Super wordt er vaak gezegd, makkelijker dan ik dacht.
Logisch want je bent getraind voor de volgende dag.
Je bent een dag te vroeg en te veel energie kwijt. Ga liever kijken naar mensen, pak een stoel
en blijf in de schaduw, blijf ontspannen.
Als laatste hoe gaan wij naar boven
Het beste is op hartslag net onder of iets meer er onder, rond het omslagpunt.

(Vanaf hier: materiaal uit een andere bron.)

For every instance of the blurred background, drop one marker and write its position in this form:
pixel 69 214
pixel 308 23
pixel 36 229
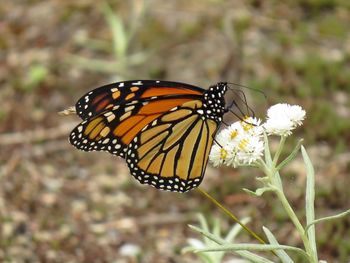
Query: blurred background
pixel 58 204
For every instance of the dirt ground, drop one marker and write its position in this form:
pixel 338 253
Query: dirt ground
pixel 58 204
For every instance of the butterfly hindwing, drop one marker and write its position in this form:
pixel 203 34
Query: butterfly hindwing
pixel 163 129
pixel 172 155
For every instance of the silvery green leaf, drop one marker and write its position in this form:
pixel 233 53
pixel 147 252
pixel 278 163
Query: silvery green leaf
pixel 235 230
pixel 253 257
pixel 328 218
pixel 273 241
pixel 258 192
pixel 253 247
pixel 310 199
pixel 290 156
pixel 267 153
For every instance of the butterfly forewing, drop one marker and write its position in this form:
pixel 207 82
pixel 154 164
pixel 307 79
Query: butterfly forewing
pixel 163 129
pixel 121 93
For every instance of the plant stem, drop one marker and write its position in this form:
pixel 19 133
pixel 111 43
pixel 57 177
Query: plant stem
pixel 279 150
pixel 276 184
pixel 231 215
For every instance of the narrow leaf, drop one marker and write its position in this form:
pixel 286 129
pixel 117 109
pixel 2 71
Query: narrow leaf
pixel 253 257
pixel 328 218
pixel 310 199
pixel 273 241
pixel 290 157
pixel 268 158
pixel 235 230
pixel 254 247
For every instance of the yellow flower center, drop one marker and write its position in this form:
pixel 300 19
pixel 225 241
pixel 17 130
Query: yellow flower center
pixel 243 144
pixel 233 134
pixel 223 154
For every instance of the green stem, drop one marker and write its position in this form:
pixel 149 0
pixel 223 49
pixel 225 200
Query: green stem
pixel 279 150
pixel 231 215
pixel 296 222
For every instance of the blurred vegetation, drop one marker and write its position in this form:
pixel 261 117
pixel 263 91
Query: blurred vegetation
pixel 60 205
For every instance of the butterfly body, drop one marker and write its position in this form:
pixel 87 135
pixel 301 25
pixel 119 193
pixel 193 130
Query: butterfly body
pixel 163 129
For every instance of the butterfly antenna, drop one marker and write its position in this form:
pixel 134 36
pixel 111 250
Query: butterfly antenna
pixel 69 111
pixel 246 87
pixel 244 100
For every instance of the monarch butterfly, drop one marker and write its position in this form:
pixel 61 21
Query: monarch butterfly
pixel 164 130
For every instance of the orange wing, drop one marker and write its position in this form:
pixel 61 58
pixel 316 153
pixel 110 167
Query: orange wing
pixel 172 152
pixel 114 129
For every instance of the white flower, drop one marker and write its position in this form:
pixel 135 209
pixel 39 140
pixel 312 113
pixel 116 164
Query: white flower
pixel 282 118
pixel 279 126
pixel 240 144
pixel 218 155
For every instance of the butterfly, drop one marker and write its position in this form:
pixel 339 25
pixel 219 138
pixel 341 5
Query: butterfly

Dat kan eigenlijk alleen met een perfect getraind lichaam waarvan de eigenaar exact weet
waar zijn beperkingen liggen.
Men moet rekening houden met warmte, autorit, misschien wel parcours verkenning de dag
ervoor, slechte nachtrust, zenuwachtigheid die resulteren in een lagere maximale hartslag.
Wanneer men rond het omslagpunt gaat rijden, is de op dat moment hartslag in principe te
hoog.
In het begin nog niet erg merkbaar maar naarmate de tijd verstrijkt, wordt de hartslag minder
en het tempo langzamer en langzamer.
Andere methode is het Tellen
Je bepaalt eerst hoe lang je erover gaat doen (tijd) en het aantal herhalingen.
Je weet ook de afstand per keer naar boven en de afdaling terug naar de startpositie.
Je weet ook dat het been tempo redelijk hoog moet zijn.
Hoe lager het aantal omwentelingen des te meer kracht des te groter het melkzuur des te
moeilijker gaat het worden.
Je gaat naar het kopje van Bloemendaal en gaat met een rustig tempo naar boven.
De meeste hebben een fietscomputer dan kan je de tijd en afstand en omwentelingen aflezen.
Rustig en herstellend naar beneden en weer met een rustig tempo naar boven en houdt jouw
hartslag in de gaten en laat het niet te ver opkomen.
Deze cijfers vergelijk je met waarden die als uitgangspunt dienen.
Elke twee weken doe je dit weer maar wel met hoger tempo en meer herhalingen net zo lang
dat je het gewenste tempo en snelheid hebt en let zeer goed op je hartslag.